Warnung an Münchner Atomforscher

Ein US-Gericht erlaubt den Rücktransport abgebrannter Kernbrennstäbe / USA erklären sich bereit, atomwaffenfähiges Material aus europäischen Forschungslabors zurückzunehmen  ■ Von Niklaus Hablützel

Berlin (taz) – Was in München heiß begehrt ist, liegt in Berlin herum und sorgt für Ärger: hochangereicherts Uran für Forschungsreaktoren. Die amerikanische Regierung möchte den Stoff, aus dem Atombomben gebaut werden können, sicher verschlossen wissen, möglichst in den eigenen Atomanlagen. Vor fünfzehn Jahren ließen sich die Atomphysiker auch in Japan und Europa überzeugen, daß sie ihren Beitrag zur atomaren Abrüstung leisten sollten. Sie vereinbarten, daß in westlichen Forschungslabors kein waffenfähiges Uran mehr eingesetzt werden soll.

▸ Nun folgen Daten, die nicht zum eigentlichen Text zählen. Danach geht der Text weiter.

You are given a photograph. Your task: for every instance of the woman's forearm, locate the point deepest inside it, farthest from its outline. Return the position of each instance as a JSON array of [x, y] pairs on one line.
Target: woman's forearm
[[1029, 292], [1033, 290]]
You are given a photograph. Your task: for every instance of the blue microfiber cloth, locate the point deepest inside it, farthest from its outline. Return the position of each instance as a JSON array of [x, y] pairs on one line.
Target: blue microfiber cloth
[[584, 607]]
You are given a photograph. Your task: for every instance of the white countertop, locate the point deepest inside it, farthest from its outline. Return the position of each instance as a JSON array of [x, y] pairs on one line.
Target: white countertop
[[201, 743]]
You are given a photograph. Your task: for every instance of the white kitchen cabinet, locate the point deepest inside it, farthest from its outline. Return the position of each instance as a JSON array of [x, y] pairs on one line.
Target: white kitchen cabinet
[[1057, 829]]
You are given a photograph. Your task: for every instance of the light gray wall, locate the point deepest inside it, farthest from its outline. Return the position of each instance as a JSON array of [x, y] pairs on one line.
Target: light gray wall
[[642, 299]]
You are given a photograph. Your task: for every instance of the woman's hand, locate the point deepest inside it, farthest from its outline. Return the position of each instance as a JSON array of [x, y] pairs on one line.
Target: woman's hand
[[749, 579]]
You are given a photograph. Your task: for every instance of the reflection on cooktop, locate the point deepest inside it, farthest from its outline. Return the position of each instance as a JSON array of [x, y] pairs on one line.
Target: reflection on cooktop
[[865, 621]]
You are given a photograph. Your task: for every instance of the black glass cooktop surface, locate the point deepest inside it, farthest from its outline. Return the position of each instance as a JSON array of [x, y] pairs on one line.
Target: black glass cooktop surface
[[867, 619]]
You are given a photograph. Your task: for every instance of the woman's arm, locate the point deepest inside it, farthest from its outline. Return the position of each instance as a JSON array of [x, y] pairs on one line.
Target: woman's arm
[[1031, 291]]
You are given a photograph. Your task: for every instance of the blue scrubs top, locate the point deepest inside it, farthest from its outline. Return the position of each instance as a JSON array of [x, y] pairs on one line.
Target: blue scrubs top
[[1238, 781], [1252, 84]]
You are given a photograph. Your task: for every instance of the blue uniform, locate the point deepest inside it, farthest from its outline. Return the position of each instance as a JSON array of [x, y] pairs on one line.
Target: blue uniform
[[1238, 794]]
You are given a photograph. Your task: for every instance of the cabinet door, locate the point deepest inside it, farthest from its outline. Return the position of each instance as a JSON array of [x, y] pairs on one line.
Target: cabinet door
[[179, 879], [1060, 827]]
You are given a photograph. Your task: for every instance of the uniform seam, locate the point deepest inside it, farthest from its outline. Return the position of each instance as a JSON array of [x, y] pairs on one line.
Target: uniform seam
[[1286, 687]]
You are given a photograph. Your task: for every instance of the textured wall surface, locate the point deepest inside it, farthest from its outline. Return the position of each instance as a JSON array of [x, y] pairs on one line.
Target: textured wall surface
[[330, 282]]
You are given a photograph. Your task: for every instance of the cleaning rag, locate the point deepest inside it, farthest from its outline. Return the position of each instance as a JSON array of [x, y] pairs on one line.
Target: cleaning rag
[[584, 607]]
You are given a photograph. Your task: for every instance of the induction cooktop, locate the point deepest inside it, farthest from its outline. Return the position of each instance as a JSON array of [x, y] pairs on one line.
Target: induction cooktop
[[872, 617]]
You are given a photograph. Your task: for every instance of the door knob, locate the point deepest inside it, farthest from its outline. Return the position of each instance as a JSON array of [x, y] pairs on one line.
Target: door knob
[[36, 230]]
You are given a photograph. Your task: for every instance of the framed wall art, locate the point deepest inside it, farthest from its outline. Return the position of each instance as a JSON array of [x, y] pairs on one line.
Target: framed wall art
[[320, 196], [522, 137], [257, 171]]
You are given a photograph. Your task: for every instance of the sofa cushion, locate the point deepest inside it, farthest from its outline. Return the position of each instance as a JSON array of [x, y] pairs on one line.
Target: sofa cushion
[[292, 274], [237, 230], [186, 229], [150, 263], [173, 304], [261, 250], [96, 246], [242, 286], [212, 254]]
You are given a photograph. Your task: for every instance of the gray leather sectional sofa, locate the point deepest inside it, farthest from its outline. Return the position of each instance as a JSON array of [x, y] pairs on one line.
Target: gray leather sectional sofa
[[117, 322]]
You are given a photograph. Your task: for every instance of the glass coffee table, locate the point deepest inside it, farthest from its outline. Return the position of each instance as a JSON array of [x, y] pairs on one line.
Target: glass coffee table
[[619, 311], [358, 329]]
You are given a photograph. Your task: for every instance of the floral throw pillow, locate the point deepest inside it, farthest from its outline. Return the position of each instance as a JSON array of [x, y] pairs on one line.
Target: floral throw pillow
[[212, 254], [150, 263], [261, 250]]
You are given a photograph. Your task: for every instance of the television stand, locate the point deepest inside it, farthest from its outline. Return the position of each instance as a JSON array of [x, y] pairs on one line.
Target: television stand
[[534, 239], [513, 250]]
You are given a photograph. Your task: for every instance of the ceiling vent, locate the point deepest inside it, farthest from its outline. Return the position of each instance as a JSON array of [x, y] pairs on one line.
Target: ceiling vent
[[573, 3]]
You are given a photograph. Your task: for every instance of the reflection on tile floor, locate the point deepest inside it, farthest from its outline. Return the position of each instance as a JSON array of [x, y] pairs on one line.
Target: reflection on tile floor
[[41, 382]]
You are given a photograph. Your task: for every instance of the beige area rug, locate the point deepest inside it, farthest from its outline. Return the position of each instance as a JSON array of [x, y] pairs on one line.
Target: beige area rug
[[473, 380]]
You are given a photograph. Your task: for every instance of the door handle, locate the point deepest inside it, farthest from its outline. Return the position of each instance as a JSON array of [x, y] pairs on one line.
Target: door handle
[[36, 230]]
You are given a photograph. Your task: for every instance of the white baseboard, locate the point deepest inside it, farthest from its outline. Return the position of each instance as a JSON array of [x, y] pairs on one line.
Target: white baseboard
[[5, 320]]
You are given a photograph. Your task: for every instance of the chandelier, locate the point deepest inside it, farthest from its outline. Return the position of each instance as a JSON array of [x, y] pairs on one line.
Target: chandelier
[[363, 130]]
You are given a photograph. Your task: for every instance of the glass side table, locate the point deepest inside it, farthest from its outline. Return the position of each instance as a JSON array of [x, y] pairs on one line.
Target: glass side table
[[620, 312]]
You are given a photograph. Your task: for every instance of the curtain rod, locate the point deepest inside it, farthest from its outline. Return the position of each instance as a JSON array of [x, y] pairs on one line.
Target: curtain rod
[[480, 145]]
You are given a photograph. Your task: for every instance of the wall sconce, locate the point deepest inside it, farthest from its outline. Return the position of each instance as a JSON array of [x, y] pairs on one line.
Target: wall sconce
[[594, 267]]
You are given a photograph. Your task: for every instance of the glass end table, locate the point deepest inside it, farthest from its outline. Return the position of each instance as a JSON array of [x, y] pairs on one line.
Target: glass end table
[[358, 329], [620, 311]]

Nur mögen sich heute die Atomforscher in München daran nicht mehr halten. Sie wollen ihren neuen Forschungsreaktor in Garching unbedingt mit eben dieser verpönten Uranklasse betreiben, Die europäischen Nachbarn wundern sich: Sie haben ganz andere Sorgen, sie werden die Überreste aus den hemmungsloseren Zeiten der Atomforschung nicht mehr los. Auch im Berliner Hahn-Meitner- Institut liegen zwanzig verbrauchte Forschungsbrennstäbe. Ihre Restradioaktivität ist so hoch, daß sie nur auf besonders gesicherten Schiffen ins Ursprungsland Amerika zurückgebracht werden könnten. Das Berliner Institut sucht dringend nach einem Abnehmer, das schottische Atomzentrum Dounreay ist teuer und in den Augen der mißtrauischen Amerikaner nicht unbedingt die sicherste Adresse. Doch die USA selbst können ihre Zusage, hochangereichertes Uran zurückzunehmen, nicht immer einhalten. Letzten Freitag mußte sogar Außenminister Warren Christopher persönlich mit einem förmlichen Schreiben die Botschafter Dänemarks, Schwedens, Österreichs und der Niederlande beruhigen. Der Anlaß: Ein Gericht in South Carolina hatte untersagt, daß zwei Schiffe vor dem Savannah River an der Südostküste der USA entladen werden. Sie haben insgesamt 153 verbrauchte Atombrennstäbe aus europäischen Forschungsreaktoren an Bord und lagen wochenlang vor Anker. Am Freitag hat die Berufungsinstanz entschieden, daß die radioaktive Fracht nun doch wie geplant im Atomzentrum von Savannah River eingelagert werden. Das Urteil bestätigt nach Christophers Note die amerikanische Politik der Nichtverbreitung von Atombombenmaterial.

Waffen und Brennstäbe für Forschungsreaktoren werden seit 1988 in Savannah River nicht mehr hergestellt. Umweltschützer befürchten jedoch, daß schon die bloße Einlagerung der Abfälle aus Europa weiteren Schaden anrichten werde.

Aber auch die amerikanische Energieministerin Hazel O'Leary schlug sich in diesem Fall auf die Seite des Außenministers und begrüßt die Entscheidung der Revisionsinstanz. Ihre Erklärung richtet sich vor allem an die Deutschen. Die Annahme des verbrauchten Atommaterials, schreibt O'Leary, sei ein deutliches Signal, daß die USA ernsthaft verhindern wollen, daß hochangereichertes Uran auf dem Weltmarkt verfügbar werde.

Bonner Diplomaten werden die Warnung verstehen: Falls die Münchner Atomphysiker tatsächlich an ihren Plänen festhalten wollen, stehen ihnen nicht nur keine Brennelemente aus den USA zur Verfügung. Auch die Entsorgung des Abfalls kann nicht mehr sichergestellt werden.